Ici et ailleurs (tome 3) Imprimer éditer

 

 

Il était arrivé tôt, après avoir parcouru les deux heures de route dans un état fébrile. Il s’arrêta devant l’immeuble, respira profondément le petit air frais du matin, pour tenter de calmer les battements de son cœur. Il venait la revoir, avec l’intention d’oser, aujourd’hui, l’aborder franchement, lui faire part de ses sentiments. La semaine dernière, il s’était contenté de l’admirer, de profiter de se présence, brûlant du désir d’aller plus loin, mais paralysé par l’émotion.
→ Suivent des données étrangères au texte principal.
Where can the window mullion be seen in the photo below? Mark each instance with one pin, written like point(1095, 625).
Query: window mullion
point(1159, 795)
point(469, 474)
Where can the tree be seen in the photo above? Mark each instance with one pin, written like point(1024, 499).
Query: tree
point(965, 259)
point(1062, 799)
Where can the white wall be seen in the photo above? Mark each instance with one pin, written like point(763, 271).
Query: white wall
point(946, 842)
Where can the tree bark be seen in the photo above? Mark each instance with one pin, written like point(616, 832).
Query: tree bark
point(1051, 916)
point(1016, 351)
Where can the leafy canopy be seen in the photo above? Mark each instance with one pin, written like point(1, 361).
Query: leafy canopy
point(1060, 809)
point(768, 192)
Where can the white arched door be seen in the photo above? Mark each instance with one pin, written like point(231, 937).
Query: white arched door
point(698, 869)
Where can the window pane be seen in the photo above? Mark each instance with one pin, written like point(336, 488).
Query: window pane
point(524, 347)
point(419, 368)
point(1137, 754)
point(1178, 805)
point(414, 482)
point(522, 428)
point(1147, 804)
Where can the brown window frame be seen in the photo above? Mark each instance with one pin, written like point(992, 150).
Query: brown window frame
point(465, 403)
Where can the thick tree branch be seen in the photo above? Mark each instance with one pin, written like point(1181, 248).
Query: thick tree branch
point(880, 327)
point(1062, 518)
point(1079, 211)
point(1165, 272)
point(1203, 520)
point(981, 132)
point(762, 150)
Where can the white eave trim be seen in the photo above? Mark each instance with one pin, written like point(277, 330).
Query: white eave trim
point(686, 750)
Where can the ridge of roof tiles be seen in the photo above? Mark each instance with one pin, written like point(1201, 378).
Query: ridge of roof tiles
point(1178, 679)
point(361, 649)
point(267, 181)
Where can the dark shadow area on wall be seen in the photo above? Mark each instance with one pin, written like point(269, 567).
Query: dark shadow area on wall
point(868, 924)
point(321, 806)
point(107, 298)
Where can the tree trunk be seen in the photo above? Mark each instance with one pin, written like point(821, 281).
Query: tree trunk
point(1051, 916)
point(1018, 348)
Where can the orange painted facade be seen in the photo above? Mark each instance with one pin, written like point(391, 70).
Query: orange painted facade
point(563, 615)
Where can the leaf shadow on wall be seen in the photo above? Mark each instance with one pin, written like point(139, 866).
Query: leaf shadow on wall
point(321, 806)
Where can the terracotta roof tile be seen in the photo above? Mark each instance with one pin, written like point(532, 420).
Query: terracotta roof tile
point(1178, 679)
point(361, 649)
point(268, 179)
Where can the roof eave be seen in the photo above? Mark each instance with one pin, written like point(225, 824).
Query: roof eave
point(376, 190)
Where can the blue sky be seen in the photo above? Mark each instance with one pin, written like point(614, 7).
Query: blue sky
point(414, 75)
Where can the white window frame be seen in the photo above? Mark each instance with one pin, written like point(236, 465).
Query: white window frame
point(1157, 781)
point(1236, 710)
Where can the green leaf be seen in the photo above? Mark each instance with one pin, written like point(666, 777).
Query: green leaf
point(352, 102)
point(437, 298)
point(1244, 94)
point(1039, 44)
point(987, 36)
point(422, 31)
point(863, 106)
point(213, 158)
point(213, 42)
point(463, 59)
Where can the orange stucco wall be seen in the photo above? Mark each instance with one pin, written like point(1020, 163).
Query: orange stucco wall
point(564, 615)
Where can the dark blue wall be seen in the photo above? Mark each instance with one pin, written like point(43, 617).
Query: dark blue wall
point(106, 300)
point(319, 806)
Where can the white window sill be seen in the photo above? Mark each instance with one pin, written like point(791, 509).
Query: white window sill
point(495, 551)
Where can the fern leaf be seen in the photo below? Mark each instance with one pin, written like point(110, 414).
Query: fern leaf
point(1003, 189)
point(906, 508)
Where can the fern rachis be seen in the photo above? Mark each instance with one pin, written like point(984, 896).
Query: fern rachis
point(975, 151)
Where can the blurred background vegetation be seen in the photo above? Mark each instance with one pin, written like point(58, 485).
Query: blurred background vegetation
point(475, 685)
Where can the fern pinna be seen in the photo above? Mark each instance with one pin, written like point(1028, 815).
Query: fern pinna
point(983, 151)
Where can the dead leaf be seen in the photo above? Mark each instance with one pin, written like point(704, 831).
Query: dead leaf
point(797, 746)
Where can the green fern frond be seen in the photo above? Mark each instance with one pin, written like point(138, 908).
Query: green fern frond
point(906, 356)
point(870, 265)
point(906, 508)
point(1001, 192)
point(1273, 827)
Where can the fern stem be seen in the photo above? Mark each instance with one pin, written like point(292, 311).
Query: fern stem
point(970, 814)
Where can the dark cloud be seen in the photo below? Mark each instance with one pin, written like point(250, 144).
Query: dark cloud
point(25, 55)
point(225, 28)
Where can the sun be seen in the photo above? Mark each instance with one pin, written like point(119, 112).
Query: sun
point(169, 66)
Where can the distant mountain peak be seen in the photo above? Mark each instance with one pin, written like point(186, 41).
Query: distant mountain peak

Etait-il amoureux ?

 

 

Il piétinait sur le trottoir, consultait sa montre régulièrement, partagé entre une délicieuse envie de la retrouver et la peur de ne pas savoir quoi lui dire.

 

Enfin, il l’aperçut en train de sortir ; elle n’était pas seule et il ne put réprimer une pointe de profonde jalousie envers cet homme qui l’accompagnait. Ce dernier, heureusement, regagna l’immeuble, et elle resta seule. Il ne bougea pas, se contenta de l’admirer ; elle était rayonnante, dans sa tenue blanche. Le soleil naissant de ce matin automnal magnifiait sa beauté.

 

Enfin, il se décida à traverser la rue et alla à sa rencontre, les jambes tremblantes. Son regard semblait le transpercer et il s’arrêta tout près d’elle. Il ne sut quoi dire et ne put que continuer à l’admirer en silence. Il s’attarda sur ses douces rondeurs.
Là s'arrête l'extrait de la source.